Net new inflows for leveraged, inverse and leveraged inverse exchange-traded products totaled $2.1 billion in June alone, according to the latest figures available. In the first six months of 2011, investors put $6.1 billion in new assets into ETPs — almost as much as the $6.4 billion for all of 2010, according to BlackRock Inc's “ETF Landscape Industry Highlights” published in July.
“What we're seeing now is an evolution of the (ETP) industry,” said Scott Burns, director of ETF research at Morningstar Inc., Chicago. “A lot of people think ETFs are primarily used by retail investors. That is increasingly not the case; they're tools for pension managers when building strategies, for tweaking risks inside of the investment portfolios.”
The group of exchange-traded products that includes leveraged, inverse and volatility-trading instruments is a relatively new breed, specifically designed to appeal to institutions. “They're much more tools for trading or hedging, rather than buy-and-hold securities,” said Edward McRedmond, senior vice president and head of institutional and portfolio strategies at Invesco PowerShares Capital Management LLC, Chicago. PowerShares markets leveraged ETPs through a partnership with Deutsche Bank AG.
Worldwide, $49.9 billion was invested in leveraged and inverse ETPs as of June 30 — a hefty sum considering they were first introduced in the U.S. only five years ago. Overall, a total of 577 leveraged, inverse and leveraged inverse ETPs trade on stock exchanges globally, according to BlackRock data as of June 30. Such ETPs account for about 3.5% of total ETP assets, but they claim 11% of the trading volume — evidence that these securities are primarily used to gain short-term exposures.
Also dubbed “geared” ETPs, leveraged and inverse products aim to deliver usually two or three times the return of the correlating asset or the inverse of a particular index in a trading day, respectively. There are also ETPs that aim to do both. The ways they are constructed vary widely, but it's often done using assets and derivatives in order to mimic the stated return objectives, sources said.

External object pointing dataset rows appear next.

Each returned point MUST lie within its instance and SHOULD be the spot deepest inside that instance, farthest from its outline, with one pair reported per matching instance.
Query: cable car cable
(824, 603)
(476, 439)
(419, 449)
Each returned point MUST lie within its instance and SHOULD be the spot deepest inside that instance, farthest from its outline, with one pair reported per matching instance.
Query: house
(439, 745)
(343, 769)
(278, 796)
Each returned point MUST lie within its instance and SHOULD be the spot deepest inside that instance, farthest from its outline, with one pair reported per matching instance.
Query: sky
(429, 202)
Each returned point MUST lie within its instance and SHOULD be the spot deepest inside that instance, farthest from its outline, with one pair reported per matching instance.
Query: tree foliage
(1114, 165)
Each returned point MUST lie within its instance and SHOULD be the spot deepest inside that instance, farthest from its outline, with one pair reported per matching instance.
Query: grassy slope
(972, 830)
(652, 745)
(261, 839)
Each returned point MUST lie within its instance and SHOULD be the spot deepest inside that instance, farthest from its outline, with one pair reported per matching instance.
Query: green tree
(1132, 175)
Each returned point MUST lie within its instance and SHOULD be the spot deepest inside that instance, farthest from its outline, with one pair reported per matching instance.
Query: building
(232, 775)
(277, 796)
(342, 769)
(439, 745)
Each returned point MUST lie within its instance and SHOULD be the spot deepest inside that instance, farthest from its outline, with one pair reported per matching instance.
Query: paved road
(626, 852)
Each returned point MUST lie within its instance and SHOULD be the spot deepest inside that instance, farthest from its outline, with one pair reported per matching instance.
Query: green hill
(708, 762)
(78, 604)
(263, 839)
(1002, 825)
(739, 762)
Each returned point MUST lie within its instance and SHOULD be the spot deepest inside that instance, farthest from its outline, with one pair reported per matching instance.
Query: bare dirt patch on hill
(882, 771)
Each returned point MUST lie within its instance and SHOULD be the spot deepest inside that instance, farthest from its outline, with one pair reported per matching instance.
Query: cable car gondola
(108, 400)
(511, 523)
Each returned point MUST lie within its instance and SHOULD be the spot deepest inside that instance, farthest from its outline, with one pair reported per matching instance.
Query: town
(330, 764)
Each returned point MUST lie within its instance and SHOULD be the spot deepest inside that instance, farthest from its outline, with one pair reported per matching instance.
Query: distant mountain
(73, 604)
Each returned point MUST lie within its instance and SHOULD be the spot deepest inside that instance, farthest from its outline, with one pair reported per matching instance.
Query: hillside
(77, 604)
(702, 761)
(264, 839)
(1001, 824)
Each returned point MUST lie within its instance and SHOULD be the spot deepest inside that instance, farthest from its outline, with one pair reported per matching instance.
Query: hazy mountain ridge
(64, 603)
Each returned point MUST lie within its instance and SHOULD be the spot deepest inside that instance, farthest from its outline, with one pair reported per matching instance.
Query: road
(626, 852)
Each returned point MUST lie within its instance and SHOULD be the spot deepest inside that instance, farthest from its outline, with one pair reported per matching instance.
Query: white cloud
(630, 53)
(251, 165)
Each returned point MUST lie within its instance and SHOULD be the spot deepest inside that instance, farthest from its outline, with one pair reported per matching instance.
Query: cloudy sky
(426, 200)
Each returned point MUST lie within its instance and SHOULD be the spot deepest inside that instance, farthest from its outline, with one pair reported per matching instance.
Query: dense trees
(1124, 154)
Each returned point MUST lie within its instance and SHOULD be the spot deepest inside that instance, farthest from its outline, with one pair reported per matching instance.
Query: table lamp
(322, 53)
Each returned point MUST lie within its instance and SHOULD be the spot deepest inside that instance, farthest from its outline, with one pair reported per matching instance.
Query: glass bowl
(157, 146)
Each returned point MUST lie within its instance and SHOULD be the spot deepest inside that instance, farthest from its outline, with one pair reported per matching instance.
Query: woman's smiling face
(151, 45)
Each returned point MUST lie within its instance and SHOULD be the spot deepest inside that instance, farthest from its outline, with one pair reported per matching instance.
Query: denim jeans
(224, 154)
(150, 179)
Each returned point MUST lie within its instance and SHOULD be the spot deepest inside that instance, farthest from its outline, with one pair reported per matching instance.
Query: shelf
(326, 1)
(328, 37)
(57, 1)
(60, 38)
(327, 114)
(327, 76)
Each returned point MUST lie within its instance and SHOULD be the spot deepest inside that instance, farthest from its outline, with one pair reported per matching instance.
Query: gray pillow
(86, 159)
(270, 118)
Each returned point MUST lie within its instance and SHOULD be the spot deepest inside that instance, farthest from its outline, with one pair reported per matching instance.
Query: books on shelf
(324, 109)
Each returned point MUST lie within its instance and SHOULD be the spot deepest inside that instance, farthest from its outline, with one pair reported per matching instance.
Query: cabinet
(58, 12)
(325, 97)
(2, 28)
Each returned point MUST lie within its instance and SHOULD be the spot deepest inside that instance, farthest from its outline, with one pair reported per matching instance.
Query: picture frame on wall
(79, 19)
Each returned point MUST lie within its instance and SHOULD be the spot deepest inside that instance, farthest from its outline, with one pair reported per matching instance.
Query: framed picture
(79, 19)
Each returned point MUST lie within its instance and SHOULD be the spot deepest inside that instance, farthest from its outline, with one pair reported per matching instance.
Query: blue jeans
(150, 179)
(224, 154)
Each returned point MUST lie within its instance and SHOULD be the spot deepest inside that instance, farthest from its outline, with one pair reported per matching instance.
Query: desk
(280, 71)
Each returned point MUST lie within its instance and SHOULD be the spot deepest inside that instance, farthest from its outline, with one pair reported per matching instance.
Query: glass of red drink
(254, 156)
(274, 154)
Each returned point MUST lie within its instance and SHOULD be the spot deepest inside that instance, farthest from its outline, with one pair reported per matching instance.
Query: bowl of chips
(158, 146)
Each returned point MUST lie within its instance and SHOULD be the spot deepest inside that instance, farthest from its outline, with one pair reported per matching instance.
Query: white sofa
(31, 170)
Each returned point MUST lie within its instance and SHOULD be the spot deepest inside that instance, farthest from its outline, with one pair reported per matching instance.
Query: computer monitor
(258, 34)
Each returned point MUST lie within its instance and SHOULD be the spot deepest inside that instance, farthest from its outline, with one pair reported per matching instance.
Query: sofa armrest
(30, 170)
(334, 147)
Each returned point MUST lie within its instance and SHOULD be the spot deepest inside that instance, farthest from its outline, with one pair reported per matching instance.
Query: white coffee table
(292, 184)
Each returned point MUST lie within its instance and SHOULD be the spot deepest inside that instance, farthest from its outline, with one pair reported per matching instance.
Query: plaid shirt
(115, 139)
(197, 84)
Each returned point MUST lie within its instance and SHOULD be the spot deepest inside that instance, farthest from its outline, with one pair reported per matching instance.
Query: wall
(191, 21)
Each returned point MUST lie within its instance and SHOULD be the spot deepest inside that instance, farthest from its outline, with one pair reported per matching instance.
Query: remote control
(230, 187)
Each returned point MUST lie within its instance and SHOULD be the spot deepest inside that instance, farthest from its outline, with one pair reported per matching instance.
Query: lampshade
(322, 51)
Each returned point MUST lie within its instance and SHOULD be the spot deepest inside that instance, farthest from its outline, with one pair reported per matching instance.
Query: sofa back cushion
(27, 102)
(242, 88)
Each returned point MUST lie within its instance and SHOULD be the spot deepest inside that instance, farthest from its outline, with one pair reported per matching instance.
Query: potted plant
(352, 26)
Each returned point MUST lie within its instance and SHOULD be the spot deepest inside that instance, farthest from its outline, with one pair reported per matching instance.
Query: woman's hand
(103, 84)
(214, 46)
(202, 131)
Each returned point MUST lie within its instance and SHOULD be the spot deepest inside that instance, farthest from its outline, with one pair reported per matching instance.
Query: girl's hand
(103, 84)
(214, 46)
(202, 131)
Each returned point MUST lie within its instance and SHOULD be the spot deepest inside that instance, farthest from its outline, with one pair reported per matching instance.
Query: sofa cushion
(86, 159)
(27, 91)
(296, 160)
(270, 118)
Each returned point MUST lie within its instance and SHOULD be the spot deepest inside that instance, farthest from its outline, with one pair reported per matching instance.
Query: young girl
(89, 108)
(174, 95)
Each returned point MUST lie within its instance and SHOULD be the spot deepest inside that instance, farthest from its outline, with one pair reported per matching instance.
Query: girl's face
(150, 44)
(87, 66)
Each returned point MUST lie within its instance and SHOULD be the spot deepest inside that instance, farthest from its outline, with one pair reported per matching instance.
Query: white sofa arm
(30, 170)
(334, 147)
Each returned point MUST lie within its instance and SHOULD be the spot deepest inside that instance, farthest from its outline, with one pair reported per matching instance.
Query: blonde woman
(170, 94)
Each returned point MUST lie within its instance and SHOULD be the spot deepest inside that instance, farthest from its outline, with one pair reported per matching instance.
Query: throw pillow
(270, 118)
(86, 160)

One of the newest types of ETPs used by institutions to control volatility within investment portfolios is based on short-term and medium-term futures contracts on the Chicago Board Options Exchange Volatility Index, or VIX — often referred to as the “fear index.” First introduced in 2009, these securities already garnered a total of $2.3 billion in assets as of June 30. On Aug. 4 alone, the VIX jumped 35.41% and $3 billion in VIX ETPs were traded in the biggest volume day for the securities.
“Large institutional investors are rethinking their portfolios, and (leveraged and inverse ETPs) allow them flexibility to manage exposures,” said Mr. Koesterich of iShares, which does not offer leveraged and inverse ETPs. However, its parent company BlackRock. does distribute iPath products, that include geared ETPs sponsored by London-based Barclays Bank PLC.
“What the (ETP) industry is doing is looking at what institutional investors are investing in today and going to the product development laboratory to come up with a formula to deliver that asset class or strategy” through an ETP, said Michael L. Sapir, chairman and CEO of ProShares Advisors LLC based in Bethesda, Md. The firm is the largest provider of geared ETFs with about $26 billion in assets under management.